Three Summers Heat

Excerpt: “Midsummer”

Instrumentation: Soprano (or mezzo) and electronic playback; Soprano (or mezzo), flute, viola, and harp
Duration: 19:00
Commission: The Barlow Foundation for the Sistrum Ensemble

Marilyn DeReggi, mezzo
Synthèse 89, Bourges Festival, France

Azure Ensemble
Leonard Nimoy Thalia Theatre, New York, NY

Program Note:
Three Summers Heat, for mezzo or soprano and electronics, is a setting of sultry seasonal poetry of Tzu Weh, a fifth-century Chinese poet. The new version is scored for soprano, flute, viola and harp. Tzu Weh’s images of summer and of the stages of romantic relationships are brief but telling. Each of the seven poems focuses on a particular mood which I have tried to amplify through the shape of the vocal lines, the development of electronic timbres, and the relationship between the two. The third song, for example, sings of rowing a boat on Rose Hibiscus Lake on a hot summer day while the electronic accompaniment shimmers like a mirage, with occasional sonic drops splashing on the surface.

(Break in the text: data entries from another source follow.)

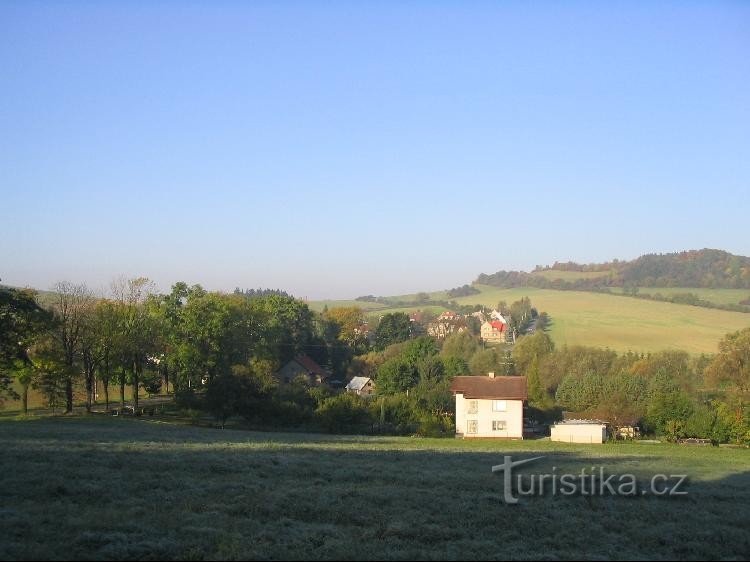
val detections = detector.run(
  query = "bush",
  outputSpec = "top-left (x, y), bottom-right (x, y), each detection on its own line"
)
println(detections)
top-left (315, 393), bottom-right (372, 433)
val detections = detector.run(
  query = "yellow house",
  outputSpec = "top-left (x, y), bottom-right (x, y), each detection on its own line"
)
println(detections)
top-left (479, 320), bottom-right (508, 343)
top-left (451, 373), bottom-right (527, 439)
top-left (550, 420), bottom-right (607, 443)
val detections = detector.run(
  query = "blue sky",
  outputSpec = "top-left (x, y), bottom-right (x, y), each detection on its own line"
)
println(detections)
top-left (0, 1), bottom-right (750, 298)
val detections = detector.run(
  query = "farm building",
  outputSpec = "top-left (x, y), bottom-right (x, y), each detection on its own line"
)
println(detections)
top-left (480, 320), bottom-right (508, 343)
top-left (451, 373), bottom-right (527, 439)
top-left (346, 377), bottom-right (375, 396)
top-left (550, 420), bottom-right (607, 443)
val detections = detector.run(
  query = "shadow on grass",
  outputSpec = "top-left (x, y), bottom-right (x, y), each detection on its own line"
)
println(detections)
top-left (0, 419), bottom-right (750, 559)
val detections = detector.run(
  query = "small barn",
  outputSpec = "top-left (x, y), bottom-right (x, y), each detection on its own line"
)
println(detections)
top-left (346, 377), bottom-right (375, 396)
top-left (550, 420), bottom-right (607, 443)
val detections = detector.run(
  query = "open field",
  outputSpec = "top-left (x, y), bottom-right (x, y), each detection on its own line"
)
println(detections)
top-left (456, 286), bottom-right (750, 353)
top-left (0, 418), bottom-right (750, 560)
top-left (354, 285), bottom-right (750, 354)
top-left (532, 269), bottom-right (609, 281)
top-left (611, 287), bottom-right (750, 304)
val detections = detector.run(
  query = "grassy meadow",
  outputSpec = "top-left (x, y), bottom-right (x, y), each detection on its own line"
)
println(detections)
top-left (0, 417), bottom-right (750, 560)
top-left (312, 285), bottom-right (750, 354)
top-left (612, 287), bottom-right (750, 304)
top-left (532, 269), bottom-right (608, 281)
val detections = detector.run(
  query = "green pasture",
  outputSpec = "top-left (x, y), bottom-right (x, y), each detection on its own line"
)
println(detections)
top-left (0, 417), bottom-right (750, 560)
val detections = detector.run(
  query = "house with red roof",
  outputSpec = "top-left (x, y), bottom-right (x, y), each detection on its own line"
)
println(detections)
top-left (451, 373), bottom-right (528, 439)
top-left (479, 320), bottom-right (508, 343)
top-left (276, 354), bottom-right (331, 384)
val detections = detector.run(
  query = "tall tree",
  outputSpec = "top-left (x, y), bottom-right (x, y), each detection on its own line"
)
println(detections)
top-left (112, 277), bottom-right (155, 409)
top-left (0, 287), bottom-right (52, 404)
top-left (375, 312), bottom-right (412, 350)
top-left (52, 281), bottom-right (94, 413)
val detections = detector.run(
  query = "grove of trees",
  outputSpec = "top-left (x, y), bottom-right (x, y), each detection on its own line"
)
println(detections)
top-left (0, 278), bottom-right (750, 443)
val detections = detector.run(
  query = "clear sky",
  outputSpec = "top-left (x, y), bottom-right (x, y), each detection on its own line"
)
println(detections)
top-left (0, 0), bottom-right (750, 298)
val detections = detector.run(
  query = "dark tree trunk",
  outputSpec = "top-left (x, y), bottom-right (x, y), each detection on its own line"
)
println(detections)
top-left (65, 377), bottom-right (73, 414)
top-left (102, 377), bottom-right (109, 412)
top-left (120, 369), bottom-right (125, 410)
top-left (21, 383), bottom-right (29, 416)
top-left (133, 361), bottom-right (141, 410)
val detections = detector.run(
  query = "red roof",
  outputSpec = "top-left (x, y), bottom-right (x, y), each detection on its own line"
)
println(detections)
top-left (451, 376), bottom-right (528, 400)
top-left (490, 320), bottom-right (505, 332)
top-left (294, 355), bottom-right (326, 375)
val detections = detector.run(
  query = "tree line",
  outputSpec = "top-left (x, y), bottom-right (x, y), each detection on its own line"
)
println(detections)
top-left (476, 249), bottom-right (750, 290)
top-left (0, 278), bottom-right (750, 443)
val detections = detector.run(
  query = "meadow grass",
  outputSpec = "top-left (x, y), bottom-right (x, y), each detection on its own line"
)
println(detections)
top-left (611, 287), bottom-right (750, 304)
top-left (310, 285), bottom-right (750, 354)
top-left (457, 285), bottom-right (750, 354)
top-left (0, 418), bottom-right (750, 560)
top-left (532, 269), bottom-right (609, 281)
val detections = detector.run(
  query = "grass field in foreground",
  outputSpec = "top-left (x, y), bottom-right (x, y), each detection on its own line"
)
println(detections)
top-left (0, 418), bottom-right (750, 560)
top-left (312, 285), bottom-right (750, 354)
top-left (611, 287), bottom-right (750, 304)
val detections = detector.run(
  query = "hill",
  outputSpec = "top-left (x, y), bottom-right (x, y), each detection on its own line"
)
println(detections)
top-left (476, 249), bottom-right (750, 290)
top-left (310, 284), bottom-right (750, 354)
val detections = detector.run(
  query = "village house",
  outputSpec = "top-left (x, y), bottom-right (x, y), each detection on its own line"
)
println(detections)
top-left (490, 309), bottom-right (508, 325)
top-left (427, 318), bottom-right (468, 340)
top-left (276, 354), bottom-right (331, 385)
top-left (451, 373), bottom-right (528, 439)
top-left (479, 320), bottom-right (508, 343)
top-left (438, 310), bottom-right (460, 322)
top-left (346, 377), bottom-right (375, 396)
top-left (550, 420), bottom-right (607, 443)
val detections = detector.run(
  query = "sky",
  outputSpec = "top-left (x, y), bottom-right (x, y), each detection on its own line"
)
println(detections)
top-left (0, 0), bottom-right (750, 299)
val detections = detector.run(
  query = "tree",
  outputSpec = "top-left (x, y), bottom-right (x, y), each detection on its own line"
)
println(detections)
top-left (707, 328), bottom-right (750, 397)
top-left (205, 373), bottom-right (244, 429)
top-left (375, 312), bottom-right (412, 350)
top-left (440, 332), bottom-right (479, 363)
top-left (52, 281), bottom-right (94, 413)
top-left (513, 332), bottom-right (555, 374)
top-left (112, 277), bottom-right (156, 409)
top-left (324, 306), bottom-right (367, 353)
top-left (375, 357), bottom-right (419, 394)
top-left (0, 287), bottom-right (52, 406)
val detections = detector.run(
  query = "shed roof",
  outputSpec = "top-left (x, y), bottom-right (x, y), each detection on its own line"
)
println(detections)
top-left (346, 377), bottom-right (370, 390)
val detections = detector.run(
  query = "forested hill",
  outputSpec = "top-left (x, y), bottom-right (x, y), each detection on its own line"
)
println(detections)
top-left (476, 249), bottom-right (750, 290)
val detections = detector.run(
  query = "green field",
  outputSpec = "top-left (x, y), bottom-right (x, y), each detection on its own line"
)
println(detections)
top-left (612, 287), bottom-right (750, 304)
top-left (532, 269), bottom-right (609, 281)
top-left (0, 418), bottom-right (750, 560)
top-left (336, 285), bottom-right (750, 354)
top-left (457, 286), bottom-right (750, 353)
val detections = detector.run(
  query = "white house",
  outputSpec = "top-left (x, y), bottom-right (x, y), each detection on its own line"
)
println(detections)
top-left (346, 377), bottom-right (375, 396)
top-left (550, 420), bottom-right (607, 443)
top-left (451, 373), bottom-right (528, 439)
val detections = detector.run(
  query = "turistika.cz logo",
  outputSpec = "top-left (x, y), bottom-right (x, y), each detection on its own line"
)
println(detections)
top-left (492, 455), bottom-right (687, 504)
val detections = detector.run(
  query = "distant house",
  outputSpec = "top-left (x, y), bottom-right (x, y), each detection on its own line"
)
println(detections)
top-left (409, 310), bottom-right (424, 324)
top-left (438, 310), bottom-right (460, 322)
top-left (276, 355), bottom-right (331, 384)
top-left (550, 420), bottom-right (607, 443)
top-left (346, 377), bottom-right (375, 396)
top-left (451, 373), bottom-right (528, 439)
top-left (479, 320), bottom-right (508, 343)
top-left (490, 310), bottom-right (508, 325)
top-left (427, 318), bottom-right (469, 340)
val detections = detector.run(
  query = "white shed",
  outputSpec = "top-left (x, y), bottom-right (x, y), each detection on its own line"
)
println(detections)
top-left (550, 420), bottom-right (607, 443)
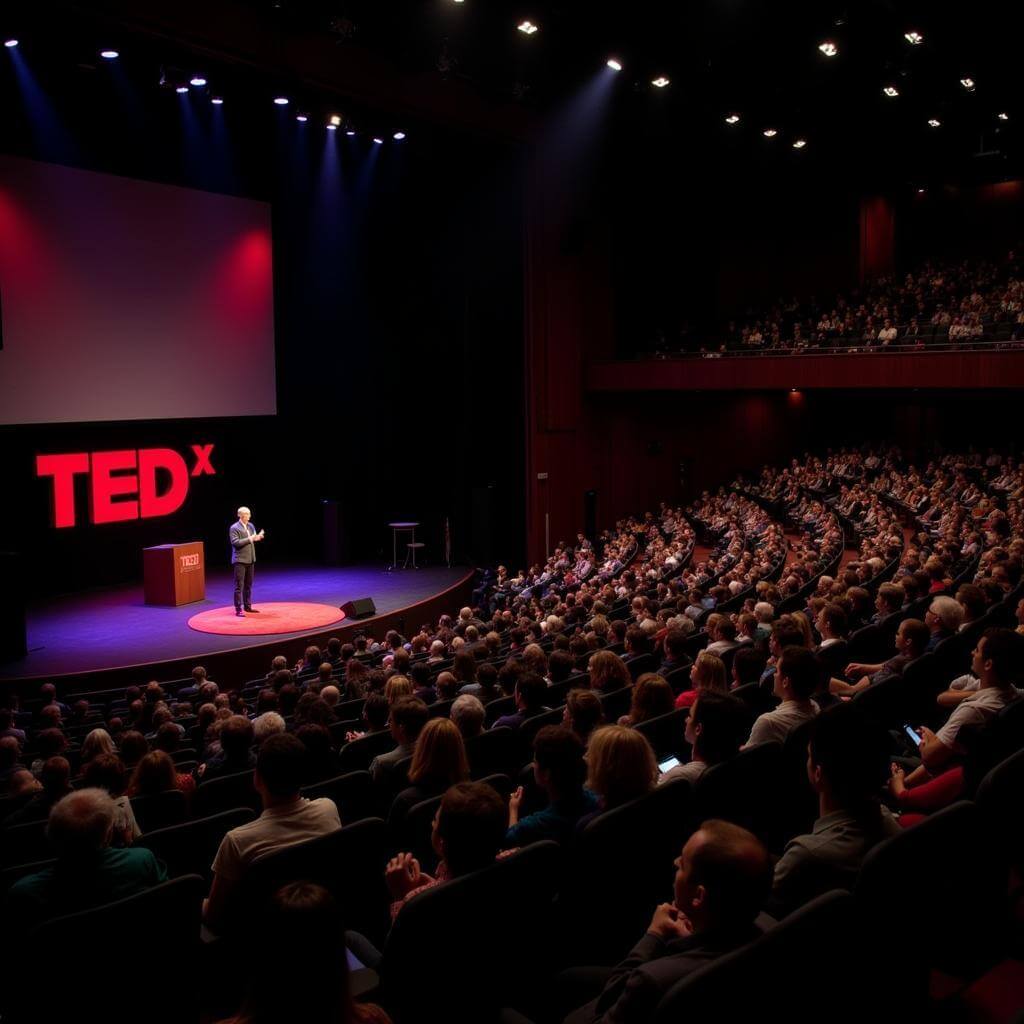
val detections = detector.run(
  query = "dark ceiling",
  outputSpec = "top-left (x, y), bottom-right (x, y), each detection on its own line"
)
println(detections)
top-left (8, 0), bottom-right (1024, 181)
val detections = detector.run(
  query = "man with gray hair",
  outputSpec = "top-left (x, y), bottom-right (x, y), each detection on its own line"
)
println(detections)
top-left (227, 505), bottom-right (263, 617)
top-left (449, 693), bottom-right (484, 739)
top-left (6, 788), bottom-right (167, 934)
top-left (925, 597), bottom-right (964, 652)
top-left (253, 711), bottom-right (287, 748)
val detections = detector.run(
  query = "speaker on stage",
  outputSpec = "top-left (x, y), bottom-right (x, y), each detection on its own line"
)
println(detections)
top-left (0, 551), bottom-right (29, 662)
top-left (341, 597), bottom-right (377, 618)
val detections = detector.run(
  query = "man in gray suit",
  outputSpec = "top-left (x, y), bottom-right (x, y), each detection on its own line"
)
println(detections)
top-left (227, 505), bottom-right (263, 617)
top-left (564, 819), bottom-right (772, 1024)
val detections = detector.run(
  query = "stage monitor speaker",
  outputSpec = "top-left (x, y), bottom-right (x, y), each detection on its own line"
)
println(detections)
top-left (0, 551), bottom-right (28, 662)
top-left (341, 597), bottom-right (377, 618)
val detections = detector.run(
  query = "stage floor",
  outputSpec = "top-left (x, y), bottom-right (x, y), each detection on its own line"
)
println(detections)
top-left (0, 564), bottom-right (469, 680)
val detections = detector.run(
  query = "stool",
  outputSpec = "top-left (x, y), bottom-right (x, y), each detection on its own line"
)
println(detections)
top-left (388, 522), bottom-right (422, 570)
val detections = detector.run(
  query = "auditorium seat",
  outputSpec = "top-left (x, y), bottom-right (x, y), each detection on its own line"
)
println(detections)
top-left (653, 892), bottom-right (864, 1024)
top-left (633, 708), bottom-right (689, 760)
top-left (466, 726), bottom-right (520, 779)
top-left (15, 874), bottom-right (206, 1024)
top-left (368, 842), bottom-right (560, 1024)
top-left (234, 818), bottom-right (390, 942)
top-left (134, 807), bottom-right (256, 882)
top-left (693, 743), bottom-right (790, 853)
top-left (558, 779), bottom-right (694, 965)
top-left (131, 790), bottom-right (186, 833)
top-left (854, 801), bottom-right (1009, 991)
top-left (338, 729), bottom-right (395, 775)
top-left (193, 771), bottom-right (262, 818)
top-left (302, 771), bottom-right (374, 825)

The electronic portion of Three Summers Heat was created at the Virginia Center for Computer Music (VCCM) at the University of Virginia in 1988-89, using a MIDI-based system controlled by the HMSL Computer music language. This program, developed by Messrs. Burk, Polansky and Rosenboom at Mills College, was extended by then VCCM Technical Director Pete Yadlowsky. The MIDI devices include a Yamaha TX-802 synthesizer, Roland S-550 sampler, DEP5 effects processor and Alesis MIDIVERB II. The sampled Chinese texts were recited by University of Virginia Professor Anne Kinney and the English by singer Marilyn Boyd DeReggi. The singer is advised to perform with a microphone with the amplitude set to balance the electronics. Slight reverb may be added so that the sonic worlds of the singer and electronics mesh. The English translations, by Lenore Mayhew and William McNaughton, are used with permission from the Charles E. Tuttle Company. For more information, visit –JS

Press Quote:
“Shatin’s Three Summers Heat…used electronically generated sounds in poetic contexts. Haunting taped voices, speaking in English and Chinese, were part of the aural collage that mingled with the declamations of DeReggi, a stylish performer with a knack for interpreting lyrics in unusual settings such as Three Summers Heat.